Biden or Trump? The world has lost faith in America
The first has to take a step back but does not want to. The other is a serial liar but this time he has a team that will realise his instincts
3' min read
3' min read
When Americans choose a president, they determine such an important part of our lives that we allies should also be allowed some form of vote. For example, Europeans, Japanese, Koreans and Australians in a single electoral college with at least one large voter: less than Vermont, which has 600,000 inhabitants and three electoral votes.
It is therefore understandable that for all those who still believe in the importance of the American role in the world, last week's debate between Joe Biden and Donald Trump caused concern. It became day after day a permanent anxiety, with the Democratic president's stubbornness to continue the fight. "Only the Lord Almighty" would convince him to drop out of the electoral race, Biden said last night in an interview with the ABC network. A stubbornness that a geriatrician could easily explain and moderate but which in the world of politics is tantamount to suicide.
However, it is not only Joe Biden's rapid ageing, which was evident long before the televised debate (on 6 June in Normandy at certain moments the president was mingling with veterans of the landings) that is frightening US allies. The real big concern was the two alternatives offered in front of the CNN cameras: a man incapable of running an election campaign; or an arrogant serial liar, convicted by the court but protected by the Supreme Court.

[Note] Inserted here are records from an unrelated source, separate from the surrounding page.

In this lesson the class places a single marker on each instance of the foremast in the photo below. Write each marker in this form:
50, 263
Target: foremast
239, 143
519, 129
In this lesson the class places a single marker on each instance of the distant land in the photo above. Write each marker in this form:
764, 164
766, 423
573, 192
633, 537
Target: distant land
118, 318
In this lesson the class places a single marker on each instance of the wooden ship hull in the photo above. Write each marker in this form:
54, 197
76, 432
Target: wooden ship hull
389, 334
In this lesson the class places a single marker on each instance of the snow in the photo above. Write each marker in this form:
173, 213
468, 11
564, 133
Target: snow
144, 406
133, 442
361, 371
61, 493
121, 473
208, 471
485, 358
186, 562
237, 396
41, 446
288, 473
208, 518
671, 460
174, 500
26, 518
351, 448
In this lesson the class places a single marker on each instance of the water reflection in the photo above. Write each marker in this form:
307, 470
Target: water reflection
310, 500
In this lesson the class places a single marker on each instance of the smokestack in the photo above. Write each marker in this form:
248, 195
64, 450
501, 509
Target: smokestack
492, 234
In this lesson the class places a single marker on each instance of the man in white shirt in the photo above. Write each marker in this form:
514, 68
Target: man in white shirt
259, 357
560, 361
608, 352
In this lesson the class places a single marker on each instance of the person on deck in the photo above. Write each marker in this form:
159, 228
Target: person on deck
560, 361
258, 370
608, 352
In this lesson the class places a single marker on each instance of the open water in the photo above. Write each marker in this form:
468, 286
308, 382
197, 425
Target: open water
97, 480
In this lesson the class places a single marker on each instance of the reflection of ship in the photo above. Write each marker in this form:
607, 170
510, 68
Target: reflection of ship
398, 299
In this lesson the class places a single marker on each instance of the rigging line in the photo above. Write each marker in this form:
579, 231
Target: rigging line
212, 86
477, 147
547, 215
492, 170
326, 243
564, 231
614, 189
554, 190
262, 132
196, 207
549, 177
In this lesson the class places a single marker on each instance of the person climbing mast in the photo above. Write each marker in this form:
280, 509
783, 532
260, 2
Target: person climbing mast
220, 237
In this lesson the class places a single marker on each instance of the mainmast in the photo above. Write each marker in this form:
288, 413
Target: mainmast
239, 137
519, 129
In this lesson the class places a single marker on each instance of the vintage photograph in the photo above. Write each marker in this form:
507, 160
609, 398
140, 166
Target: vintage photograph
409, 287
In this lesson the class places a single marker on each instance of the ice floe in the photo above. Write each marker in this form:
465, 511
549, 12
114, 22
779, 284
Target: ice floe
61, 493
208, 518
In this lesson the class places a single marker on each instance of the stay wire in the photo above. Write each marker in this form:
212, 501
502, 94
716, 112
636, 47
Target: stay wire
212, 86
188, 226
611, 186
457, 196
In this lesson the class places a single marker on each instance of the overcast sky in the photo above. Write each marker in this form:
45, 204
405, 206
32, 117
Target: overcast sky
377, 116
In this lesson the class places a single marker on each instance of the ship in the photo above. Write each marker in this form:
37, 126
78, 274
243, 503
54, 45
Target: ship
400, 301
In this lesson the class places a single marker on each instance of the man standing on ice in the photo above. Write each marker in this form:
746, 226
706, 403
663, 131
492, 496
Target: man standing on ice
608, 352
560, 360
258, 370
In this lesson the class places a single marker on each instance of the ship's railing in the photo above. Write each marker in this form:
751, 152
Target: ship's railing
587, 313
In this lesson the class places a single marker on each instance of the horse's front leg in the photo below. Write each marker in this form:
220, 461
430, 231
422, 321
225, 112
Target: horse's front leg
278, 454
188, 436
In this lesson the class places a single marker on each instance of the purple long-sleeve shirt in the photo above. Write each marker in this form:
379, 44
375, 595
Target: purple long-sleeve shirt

The former is too old and inadequate to cope with the pressures of another four years as president; the latter, almost the same age, is incapable of possessing the necessary balance that a superpower must have in the crises it faces. The one that began eight years ago was a chaotic presidency because Donald Trump did not expect to win. This time he will be surrounded by knowledgeable aides who will turn his instincts into policies.
This is the choice the United States offers at a time of great challenges to world stability. Two wars to be stopped, more devastating ones to be prevented; a trade system to be rewritten and nuclear proliferation no longer controlled by diplomacy; Russia and China, but also the new emerging players with their political, military and economic agendas that reveal ambitions suppressed by the Cold War.